Last November, Egenera announced that they were setting PAN manager free and allowing it to work with blade computers offered by other suppliers. Since that time, Egenera has announced partnerships with other suppliers of blade computing systems and I expect we'll hear other announcements in the near future. This, in my view, is a good thing. PAN manager is quite a powerful tool.
Here's how Egenera describes PAN manager
PAN Manager replaces hardware components found within traditional servers with software, as well as much of the connecting "glue" that typically connects servers to other data center components (such as networks, storage and management), and significantly reduces the amount of switching infrastructure within the data center itself.
"Servers" are no longer physical devices with a specific hardware configuration—operating system, application, revision level, etc.—but software-based "assets" that can be dynamically applied to computing resources (processors and memory) as needed. As a consequence, these computing resources can be used much more efficiently, capital and operational expenses are reduced, and servers can be provisioned and re-purposed in minutes rather than weeks or longer.
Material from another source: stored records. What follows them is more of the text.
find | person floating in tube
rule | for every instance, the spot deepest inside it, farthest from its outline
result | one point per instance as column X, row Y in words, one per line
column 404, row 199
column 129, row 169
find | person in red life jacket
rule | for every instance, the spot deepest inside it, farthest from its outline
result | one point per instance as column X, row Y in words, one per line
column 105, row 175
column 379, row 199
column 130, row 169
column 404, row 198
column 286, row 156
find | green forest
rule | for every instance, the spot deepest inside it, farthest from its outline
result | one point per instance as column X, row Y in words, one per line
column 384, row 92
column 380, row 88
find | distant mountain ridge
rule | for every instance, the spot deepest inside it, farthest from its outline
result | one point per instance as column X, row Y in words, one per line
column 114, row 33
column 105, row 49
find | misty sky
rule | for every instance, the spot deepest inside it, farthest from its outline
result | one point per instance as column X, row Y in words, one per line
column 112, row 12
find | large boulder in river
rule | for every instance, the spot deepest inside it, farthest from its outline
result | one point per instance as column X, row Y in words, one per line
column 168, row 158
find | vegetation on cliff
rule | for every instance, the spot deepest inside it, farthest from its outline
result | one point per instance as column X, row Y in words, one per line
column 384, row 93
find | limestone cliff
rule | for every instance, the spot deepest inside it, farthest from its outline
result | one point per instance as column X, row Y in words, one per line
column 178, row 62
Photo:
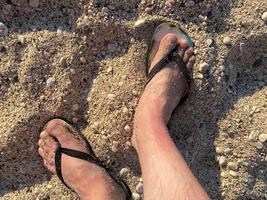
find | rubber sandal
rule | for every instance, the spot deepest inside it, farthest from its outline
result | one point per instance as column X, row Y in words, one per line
column 90, row 157
column 159, row 33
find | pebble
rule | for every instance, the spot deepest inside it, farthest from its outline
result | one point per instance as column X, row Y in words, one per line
column 263, row 138
column 125, row 110
column 227, row 40
column 2, row 48
column 3, row 30
column 227, row 150
column 135, row 93
column 219, row 150
column 189, row 4
column 264, row 17
column 83, row 60
column 203, row 66
column 110, row 69
column 75, row 119
column 75, row 107
column 140, row 188
column 127, row 128
column 63, row 62
column 140, row 22
column 124, row 171
column 34, row 3
column 233, row 173
column 222, row 161
column 136, row 196
column 233, row 166
column 112, row 47
column 50, row 82
column 209, row 42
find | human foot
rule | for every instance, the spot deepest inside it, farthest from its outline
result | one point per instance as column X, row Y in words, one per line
column 165, row 90
column 87, row 179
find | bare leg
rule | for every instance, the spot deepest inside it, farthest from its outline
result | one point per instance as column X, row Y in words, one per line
column 88, row 180
column 165, row 173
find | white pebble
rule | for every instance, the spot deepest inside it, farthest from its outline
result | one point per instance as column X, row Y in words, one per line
column 140, row 188
column 222, row 161
column 263, row 138
column 63, row 62
column 233, row 166
column 203, row 66
column 83, row 60
column 110, row 69
column 124, row 171
column 139, row 22
column 136, row 196
column 227, row 40
column 233, row 173
column 264, row 17
column 75, row 107
column 3, row 29
column 34, row 3
column 189, row 4
column 127, row 128
column 50, row 82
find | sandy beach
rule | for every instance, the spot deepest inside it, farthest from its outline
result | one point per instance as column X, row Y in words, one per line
column 84, row 60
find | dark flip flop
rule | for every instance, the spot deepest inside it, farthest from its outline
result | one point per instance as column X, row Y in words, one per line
column 159, row 33
column 90, row 157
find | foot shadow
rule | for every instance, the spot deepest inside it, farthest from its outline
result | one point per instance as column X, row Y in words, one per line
column 245, row 74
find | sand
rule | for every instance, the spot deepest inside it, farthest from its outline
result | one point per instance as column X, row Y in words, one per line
column 93, row 54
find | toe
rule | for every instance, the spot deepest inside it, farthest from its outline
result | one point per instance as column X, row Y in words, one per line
column 188, row 53
column 191, row 62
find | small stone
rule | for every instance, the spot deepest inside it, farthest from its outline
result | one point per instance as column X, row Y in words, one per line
column 227, row 41
column 189, row 4
column 233, row 173
column 227, row 150
column 21, row 39
column 209, row 42
column 140, row 188
column 3, row 30
column 136, row 196
column 259, row 145
column 75, row 119
column 203, row 66
column 50, row 82
column 83, row 60
column 263, row 138
column 127, row 128
column 63, row 62
column 124, row 171
column 75, row 107
column 135, row 93
column 222, row 161
column 128, row 143
column 140, row 22
column 111, row 97
column 2, row 48
column 125, row 110
column 34, row 3
column 264, row 17
column 233, row 166
column 49, row 186
column 112, row 47
column 110, row 69
column 219, row 150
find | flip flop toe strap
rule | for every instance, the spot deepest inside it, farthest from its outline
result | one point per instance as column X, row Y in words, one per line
column 87, row 157
column 172, row 56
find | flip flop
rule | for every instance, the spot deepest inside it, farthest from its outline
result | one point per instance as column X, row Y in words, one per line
column 90, row 157
column 159, row 33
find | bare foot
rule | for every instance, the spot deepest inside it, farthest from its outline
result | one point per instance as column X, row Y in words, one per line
column 168, row 86
column 87, row 179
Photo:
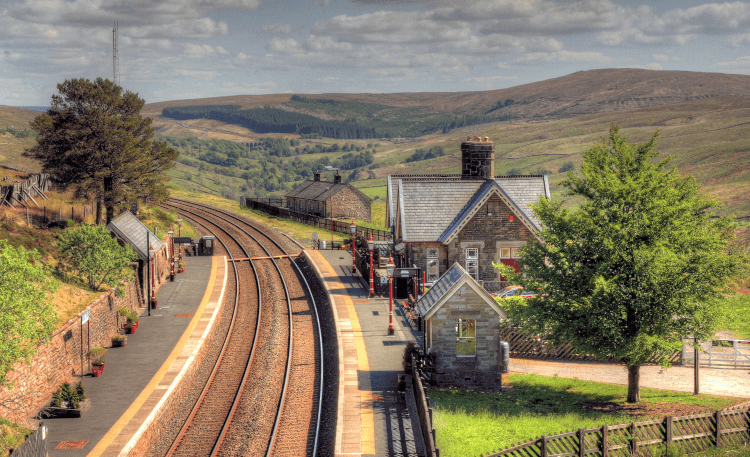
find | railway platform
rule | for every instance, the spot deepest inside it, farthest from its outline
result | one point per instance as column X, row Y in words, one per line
column 373, row 418
column 140, row 375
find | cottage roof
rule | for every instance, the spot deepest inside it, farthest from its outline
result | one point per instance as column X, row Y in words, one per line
column 435, row 208
column 129, row 229
column 447, row 285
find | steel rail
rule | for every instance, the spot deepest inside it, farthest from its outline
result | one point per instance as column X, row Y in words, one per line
column 280, row 407
column 312, row 298
column 220, row 358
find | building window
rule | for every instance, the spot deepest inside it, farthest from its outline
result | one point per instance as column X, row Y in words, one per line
column 466, row 337
column 433, row 258
column 472, row 262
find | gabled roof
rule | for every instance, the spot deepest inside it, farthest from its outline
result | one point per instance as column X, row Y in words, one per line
column 129, row 229
column 447, row 285
column 525, row 190
column 436, row 207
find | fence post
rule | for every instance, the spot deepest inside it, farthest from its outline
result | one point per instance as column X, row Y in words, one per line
column 717, row 439
column 668, row 429
column 581, row 443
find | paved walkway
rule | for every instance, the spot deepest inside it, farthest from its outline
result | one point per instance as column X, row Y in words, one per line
column 140, row 375
column 373, row 419
column 714, row 381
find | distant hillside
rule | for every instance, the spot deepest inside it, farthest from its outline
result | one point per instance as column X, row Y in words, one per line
column 586, row 92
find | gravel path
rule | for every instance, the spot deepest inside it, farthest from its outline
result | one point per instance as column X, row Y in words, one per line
column 714, row 381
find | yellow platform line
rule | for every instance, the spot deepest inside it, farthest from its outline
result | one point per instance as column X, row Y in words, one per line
column 115, row 430
column 367, row 416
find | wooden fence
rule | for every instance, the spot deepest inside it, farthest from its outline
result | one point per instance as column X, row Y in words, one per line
column 526, row 346
column 20, row 192
column 275, row 207
column 694, row 433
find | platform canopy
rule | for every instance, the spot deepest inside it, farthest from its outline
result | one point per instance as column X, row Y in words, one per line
column 130, row 230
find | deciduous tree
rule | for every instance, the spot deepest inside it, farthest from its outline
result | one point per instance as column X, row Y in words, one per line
column 639, row 265
column 94, row 139
column 26, row 314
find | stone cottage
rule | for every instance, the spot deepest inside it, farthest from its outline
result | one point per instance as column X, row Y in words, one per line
column 324, row 198
column 474, row 218
column 462, row 329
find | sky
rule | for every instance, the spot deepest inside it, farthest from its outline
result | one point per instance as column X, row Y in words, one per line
column 182, row 49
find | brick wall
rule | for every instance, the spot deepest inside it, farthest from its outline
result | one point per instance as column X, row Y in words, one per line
column 63, row 358
column 481, row 371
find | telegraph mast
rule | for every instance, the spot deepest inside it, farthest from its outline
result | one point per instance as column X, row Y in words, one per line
column 115, row 57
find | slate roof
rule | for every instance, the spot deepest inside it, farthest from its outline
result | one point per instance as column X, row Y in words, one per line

Virtualizing infrastructure is just the start. The extended value of PAN Manager software comes from the services provided on top of the data center virtualization architecture. These include:
Provisioning and management
- Create virtual resources and resource pools
- Create servers
- Monitoring and events system
- Virtual remote management
- Online server re-configuration
- Dynamic repurposing
N+1 High Availability
- Automatic server failover
- Application clustering
N+1 Disaster Recovery
- Cost-effective, full system failover
- Secure partitioning
- Administrative roles and privileges
- Multi-frame management
- Multi-frame N+1 high-availability
Snapshot analysisAs I mentioned in my last few posts on the company, Egenera has long offered the tools to make a blade computing system act a great deal like a single symmetric mulitprocessing computer. The system’s workload could be orchestrated to make the best possible use of the available hardware and respond to planned and unplanned outages. Although this software was very powerful, it relied upon the features of Egenera’s own systems to work. This meant that companies who had selected another vendor’s hardware could not deploy Egenera’s PAN Manager regardless of well the product’s features and strengths fit their requirements. Egenera has certainly addressed that issue and has started building a network of friends and partners who are interested in using the capabilities of PAN manager to help sell their own blade computing solutions.
As I mentioned before, Egenera now faces competition from companies such as, Cassatt, Scalent Systems, Surgient, Novell/PlateSpin, and others offering management products for virtualized resources. Although Egenera would point out that they've been in business longer, have a larger number of partners and have a large installed base of satisfied customers, they still need to be aware that competitors exist and are offering interesting technology.
Egenera clearly has addressed many of the technical challenges to making general purpose blade systems act in similar ways to their proprietary systems. Helping CIOs and IT decision-makers become aware of Egenera, its products, and how those products still appears to be a challenge. As Egenera develops partnerships and alliances, the news about PAN manager is very likely to spread.